The Office of the Holy Week
Latin and English, 1885


Exerpt from Preface
(pages 3 - 4)

The week before Easter has been called by several names, from the great mysteries and various ceremonies celebrated and performed in it. The Greeks and Latins anciently called it the Great Week, the Holy Week; sometimes, the Painful Week--that is, the Week of Austerities: also, the Week of Sorrows, the days of the Cross or of suffering. "We call it the Great Week," says St. Chrysostom, on Ps. 145, " not that it consists of a greater number of days, or that the days in it are longer; but on account of the great things which God has wrought in it: for on these days was the tyranny of the devil overthrown, death disarmed, sin and its curse taken away, heaven opened and made accessible, and men made fellows with the angels. "
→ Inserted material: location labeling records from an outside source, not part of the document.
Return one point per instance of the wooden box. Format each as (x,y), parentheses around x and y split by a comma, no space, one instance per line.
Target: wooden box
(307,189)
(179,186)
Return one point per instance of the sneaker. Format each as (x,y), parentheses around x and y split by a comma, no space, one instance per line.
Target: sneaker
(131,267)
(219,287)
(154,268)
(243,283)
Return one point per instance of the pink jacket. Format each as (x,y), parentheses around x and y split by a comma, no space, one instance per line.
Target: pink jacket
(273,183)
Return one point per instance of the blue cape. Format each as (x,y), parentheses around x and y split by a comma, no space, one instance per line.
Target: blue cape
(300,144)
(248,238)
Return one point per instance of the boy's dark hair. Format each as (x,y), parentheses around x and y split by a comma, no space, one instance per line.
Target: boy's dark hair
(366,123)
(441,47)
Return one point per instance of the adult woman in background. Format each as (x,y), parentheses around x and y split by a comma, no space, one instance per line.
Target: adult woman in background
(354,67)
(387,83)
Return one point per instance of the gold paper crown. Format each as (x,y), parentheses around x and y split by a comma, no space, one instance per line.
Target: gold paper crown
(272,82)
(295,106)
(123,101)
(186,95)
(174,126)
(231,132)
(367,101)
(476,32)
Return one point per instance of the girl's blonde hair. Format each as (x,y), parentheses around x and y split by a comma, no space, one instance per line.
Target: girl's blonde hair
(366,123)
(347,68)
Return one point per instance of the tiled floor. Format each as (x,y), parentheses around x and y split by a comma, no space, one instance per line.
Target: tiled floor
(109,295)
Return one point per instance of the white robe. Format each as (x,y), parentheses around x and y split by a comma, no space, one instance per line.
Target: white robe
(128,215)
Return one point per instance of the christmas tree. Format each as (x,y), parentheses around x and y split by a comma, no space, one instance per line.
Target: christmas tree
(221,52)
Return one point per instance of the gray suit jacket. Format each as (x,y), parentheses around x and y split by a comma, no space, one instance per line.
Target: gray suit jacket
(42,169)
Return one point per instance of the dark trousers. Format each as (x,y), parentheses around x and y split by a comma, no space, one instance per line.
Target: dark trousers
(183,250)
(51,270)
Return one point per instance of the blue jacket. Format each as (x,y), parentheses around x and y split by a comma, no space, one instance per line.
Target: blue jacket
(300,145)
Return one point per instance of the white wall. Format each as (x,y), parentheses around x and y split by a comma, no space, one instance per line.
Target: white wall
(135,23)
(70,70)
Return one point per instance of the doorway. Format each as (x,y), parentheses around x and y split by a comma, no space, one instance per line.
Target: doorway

The chief object of the Church in this week is to celebrate the memory of the passion and death of her Redeemer; every part of the sacred liturgy is directed to this end; the Church's offices, more solemn and more multiplied in this week than in any other during the whole year, are most especially adapted to excite in the hearts of the Faithful those various sentiments of love and gratitude, of compassion for the sufferings of our Lord, of sorrow and detestation for sin, etc., which every Christian ought to cherish in this holy time. It is with the sincere desire of exciting pious sentiments in the hearts of the faithful that the whole liturgy of the Church for the Holy Week has been collected in this volume, and is presented to the public, both in the Latin and English languages. Thus, while the pious Christian unites his voice with that of the priest and of the choir, he may also penetrate the sense of the divine office, and sanction by the fervor of his heart what he pronounces with his tongue. For this reason, the editor flatters himself that this book will not fail to please all those who still entertain a due sense of piety and religion, and may profit even those who, through a want of instruction, seldom or never reflect on the great mysteries which the Church commemorates during the Holy Week. The very reading of this most pious and affecting part of the Church s liturgy is capable of exciting in their hearts a true and solid devotion.